The TIE program also demonstrated that, contrary to what is generally thought, many Adventist students and their parents are interested in such technically-based programs, and they are willing to make extra efforts to participate if they do not have to sacrifice the academic curriculum for the technical curriculum or vice versa.  During one candidate interview, a helicopter pilot told his son, “Tyler, this is wonderful! When I was in school, you had to choose one curriculum over the other. At this school, you get to take both.”

Late one afternoon in 1990, possessing both a mild dose of naivete and a heavy dose of personal philosophically-divined visioning, I entered a Loma Linda Academy English classroom to recommend to the high school curriculum committee that Loma Linda Academy initiate a four-year program of studies in Technology Education1  for interested students.

As proposed, the four-year curriculum would survey a wide range of technical knowledge and experiences designed to enhance student preparation for a host of future careers: medicine, dentistry, law, business, the arts, missions, various trades. The curriculum would be in addition to, not a substitution for, any standard high school academic coursework. The students would participate in both the academic and the technical curricula simultaneously, and because we were “integrating” both the academic and the technical in the school experience, the innovative program was titled “Technology Integrated Education” or “TIE.”
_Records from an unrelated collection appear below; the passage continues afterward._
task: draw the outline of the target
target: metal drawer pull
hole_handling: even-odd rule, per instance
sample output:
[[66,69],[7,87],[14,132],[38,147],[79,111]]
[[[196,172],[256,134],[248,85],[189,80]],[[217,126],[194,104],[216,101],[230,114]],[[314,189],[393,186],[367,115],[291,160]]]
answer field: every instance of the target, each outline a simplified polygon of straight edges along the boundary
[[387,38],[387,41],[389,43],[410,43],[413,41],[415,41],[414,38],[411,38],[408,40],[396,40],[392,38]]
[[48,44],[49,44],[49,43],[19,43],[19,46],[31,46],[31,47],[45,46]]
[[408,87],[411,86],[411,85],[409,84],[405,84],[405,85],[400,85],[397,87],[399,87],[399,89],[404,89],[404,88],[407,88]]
To facilitate the best selection of candidates who might express interest in participating in the program, candidates would be interviewed and tested for the available sixteen positions. Testing would utilize common career counseling evaluation instruments (CAPS, COPS, COPES), and each candidate’s parents would also attend the interview.  

In addition to exploring elementary robotics, aeronautics, CNC, and 3D printing, within the four year program were also basic experiences in engineering drawing, woodworking, CAD, architectural drafting, electricity,  metalworking and plastics experiences, and other technically-specific exposures too numerous to mention here. At one culmination point in the curriculum, students formed a small manufacturing business and mass produced a product of their designing.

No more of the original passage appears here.